Wave Rock: a Western Australian wonder

Wave Rock: a Western Australian wonder

'There's nothing like staring at the greatness of Wave Rock, formed 2700 million years ago. What's more, I'm standing at its slope of granite!'

Seeing the geological grandeur of Wave Rock, near Hyden, was one of many great experiences on Kian Hou’s backpacking adventure through the south-west of Western Australia. Spotting humpback whales from the coastal city of Albany was also a highlight for Kian Hou, who travelled with two male friends from Kuala Lumpur. 

“We started from Perth, but had very little itinerary planned beforehand because we’re all casual men. After touching down in Perth, we rented a car and headed east to Hyden, and then down south to Albany. We then travelled west along the coast, before completing the square up to Perth,” Kian Hou said.

Their journey followed much of the South-West, Beaches and Goldfields Drive, a longer eight-day loop that also takes in Esperance’s white beaches and the grand old gold town of Kalgoorlie. With less driving time, Kian Hou and his mates were happy to head straight to Hyden, passing rolling farmland and rustic wheatbelt towns on the four-hour trip.

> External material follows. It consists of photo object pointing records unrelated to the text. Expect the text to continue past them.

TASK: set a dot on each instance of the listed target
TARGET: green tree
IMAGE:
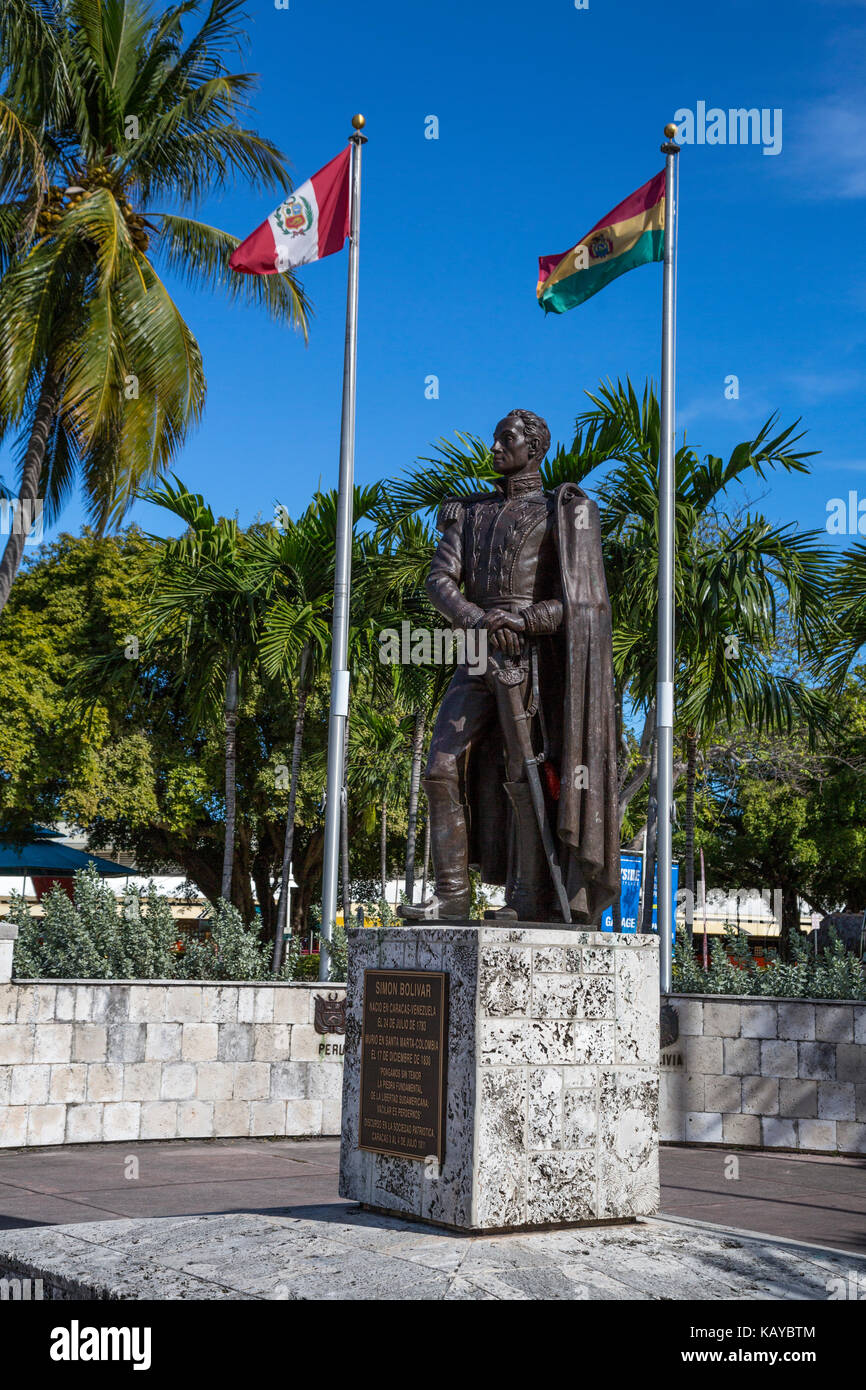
(107, 113)
(209, 595)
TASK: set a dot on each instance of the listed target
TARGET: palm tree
(296, 571)
(378, 762)
(396, 587)
(109, 111)
(296, 576)
(733, 578)
(209, 595)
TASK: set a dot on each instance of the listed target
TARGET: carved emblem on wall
(330, 1015)
(669, 1026)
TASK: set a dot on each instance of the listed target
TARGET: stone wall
(552, 1064)
(777, 1073)
(85, 1061)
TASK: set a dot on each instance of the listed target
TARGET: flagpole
(665, 677)
(342, 576)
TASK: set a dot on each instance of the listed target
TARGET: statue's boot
(449, 854)
(530, 894)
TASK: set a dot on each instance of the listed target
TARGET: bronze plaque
(403, 1048)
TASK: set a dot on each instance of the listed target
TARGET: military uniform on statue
(521, 770)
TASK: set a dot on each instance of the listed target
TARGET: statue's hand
(503, 628)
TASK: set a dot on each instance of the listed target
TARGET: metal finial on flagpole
(342, 571)
(665, 677)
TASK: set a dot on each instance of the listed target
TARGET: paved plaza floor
(262, 1219)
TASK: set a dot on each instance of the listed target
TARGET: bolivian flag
(630, 235)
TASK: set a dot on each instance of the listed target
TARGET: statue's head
(520, 442)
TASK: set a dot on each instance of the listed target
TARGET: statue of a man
(521, 776)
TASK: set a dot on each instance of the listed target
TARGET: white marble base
(552, 1077)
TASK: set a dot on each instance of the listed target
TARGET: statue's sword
(521, 726)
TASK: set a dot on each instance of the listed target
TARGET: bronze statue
(521, 773)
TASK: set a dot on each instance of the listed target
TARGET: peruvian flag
(312, 223)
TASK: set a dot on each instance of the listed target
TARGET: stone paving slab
(342, 1253)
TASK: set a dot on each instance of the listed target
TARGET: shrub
(100, 937)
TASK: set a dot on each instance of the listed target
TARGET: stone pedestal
(552, 1077)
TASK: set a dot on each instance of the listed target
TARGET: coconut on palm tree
(109, 116)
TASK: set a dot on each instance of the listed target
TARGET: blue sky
(548, 117)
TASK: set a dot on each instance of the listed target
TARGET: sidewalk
(808, 1198)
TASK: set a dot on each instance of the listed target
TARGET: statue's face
(512, 451)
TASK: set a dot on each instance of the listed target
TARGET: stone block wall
(92, 1061)
(772, 1073)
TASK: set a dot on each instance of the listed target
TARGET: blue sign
(630, 895)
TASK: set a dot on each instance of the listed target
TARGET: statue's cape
(576, 687)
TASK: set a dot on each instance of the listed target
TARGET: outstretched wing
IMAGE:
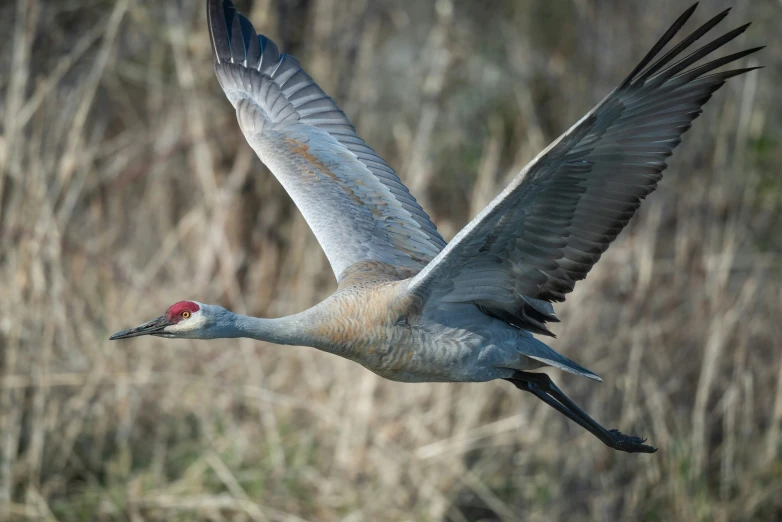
(551, 224)
(354, 202)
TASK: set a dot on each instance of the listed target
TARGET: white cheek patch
(193, 323)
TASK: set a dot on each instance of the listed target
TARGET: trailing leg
(542, 387)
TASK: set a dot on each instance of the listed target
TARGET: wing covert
(354, 202)
(547, 229)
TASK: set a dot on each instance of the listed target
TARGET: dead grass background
(125, 185)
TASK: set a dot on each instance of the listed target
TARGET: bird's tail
(541, 352)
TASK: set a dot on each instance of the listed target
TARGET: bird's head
(185, 319)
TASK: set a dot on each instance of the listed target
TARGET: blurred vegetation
(125, 185)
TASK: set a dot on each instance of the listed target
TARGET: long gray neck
(285, 330)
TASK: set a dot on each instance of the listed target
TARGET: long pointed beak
(155, 326)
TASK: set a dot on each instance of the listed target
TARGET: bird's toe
(629, 443)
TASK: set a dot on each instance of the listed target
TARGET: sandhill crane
(409, 307)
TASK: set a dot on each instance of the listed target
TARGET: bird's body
(409, 307)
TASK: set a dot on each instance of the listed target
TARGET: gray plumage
(408, 307)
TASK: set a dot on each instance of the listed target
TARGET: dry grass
(125, 185)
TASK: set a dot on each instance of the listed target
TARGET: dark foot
(629, 443)
(540, 385)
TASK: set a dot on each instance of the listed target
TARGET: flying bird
(408, 306)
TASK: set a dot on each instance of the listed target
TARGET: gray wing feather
(354, 202)
(546, 230)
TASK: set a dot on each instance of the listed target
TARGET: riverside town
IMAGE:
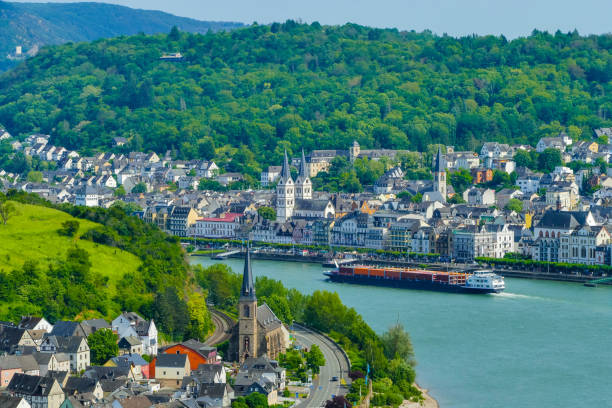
(226, 211)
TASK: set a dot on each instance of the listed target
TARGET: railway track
(223, 324)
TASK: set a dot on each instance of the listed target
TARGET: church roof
(267, 318)
(248, 289)
(438, 166)
(303, 174)
(285, 171)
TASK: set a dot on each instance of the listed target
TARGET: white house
(207, 169)
(270, 175)
(479, 196)
(217, 227)
(87, 196)
(130, 323)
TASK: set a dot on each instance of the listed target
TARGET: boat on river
(479, 281)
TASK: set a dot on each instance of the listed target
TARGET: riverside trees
(242, 97)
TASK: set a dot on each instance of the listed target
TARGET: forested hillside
(247, 94)
(67, 262)
(37, 24)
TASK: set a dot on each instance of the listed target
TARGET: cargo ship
(482, 281)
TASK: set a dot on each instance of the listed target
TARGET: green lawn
(32, 234)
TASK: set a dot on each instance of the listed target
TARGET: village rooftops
(171, 360)
(227, 217)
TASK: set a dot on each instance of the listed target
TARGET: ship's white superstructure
(486, 280)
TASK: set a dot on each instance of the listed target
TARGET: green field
(33, 234)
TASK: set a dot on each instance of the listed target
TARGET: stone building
(258, 331)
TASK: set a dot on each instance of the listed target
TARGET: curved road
(336, 365)
(223, 324)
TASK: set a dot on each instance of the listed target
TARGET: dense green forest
(244, 96)
(35, 24)
(70, 286)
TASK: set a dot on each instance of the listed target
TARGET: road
(336, 365)
(223, 323)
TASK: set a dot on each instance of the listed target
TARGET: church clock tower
(440, 175)
(247, 314)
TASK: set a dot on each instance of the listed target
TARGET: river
(539, 344)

Here the trio saw Wave Rock – the formation that draws thousands of tourists a year to Hyden. Standing 15m high and 110m long, this granite cliff looks remarkably like a huge wave, frozen in motion. Geologists believe the rock has been shaped over 2.7 billion years by the elements.

The area’s other natural rock formations include The Humps, Hippo’s Yawn and Mulka’s Cave, home to a rich collection of Aboriginal rock art. The region is a haven for native birds, and visitors can see rare white kangaroos in the local wildlife park. The scenic 18-hole golf course is open from June to October, and colourful wildflowers cloak the golden plains between September and December. Hyden also has a pioneer museum, observatory and a large collection of lace.

From Hyden, Kian Hou and his friends did the four-hour drive to Albany, which sits on the state’s rugged southern coast. Here they spotted migrating humpback whales, which Kian Hou said was “a new experience for all of us.” The trio spent time soaking up Albany’s scenery – a patchwork of green seas, rock formations, white beaches, tall forests and national parks - before curving up to Perth via the Margaret River Wine Region

Now back to his normal routine of “school and lectures” in Malaysia, Kian Hou is nostalgic for the relaxed road trip he shared with his friends through Western Australia’s south-west. Next, he’d love to visit the Red Centre or Darwin and the tropical Top End, places where he can go “deep into nature”.

“Australia is such a golden land where you can find everything - cities, friendly people, a harmonious lifestyle, wildlife, nature and the outback. I’m a Malaysian, but my trip to Perth has such an impact on me that I want to do PR for Australia,” he said.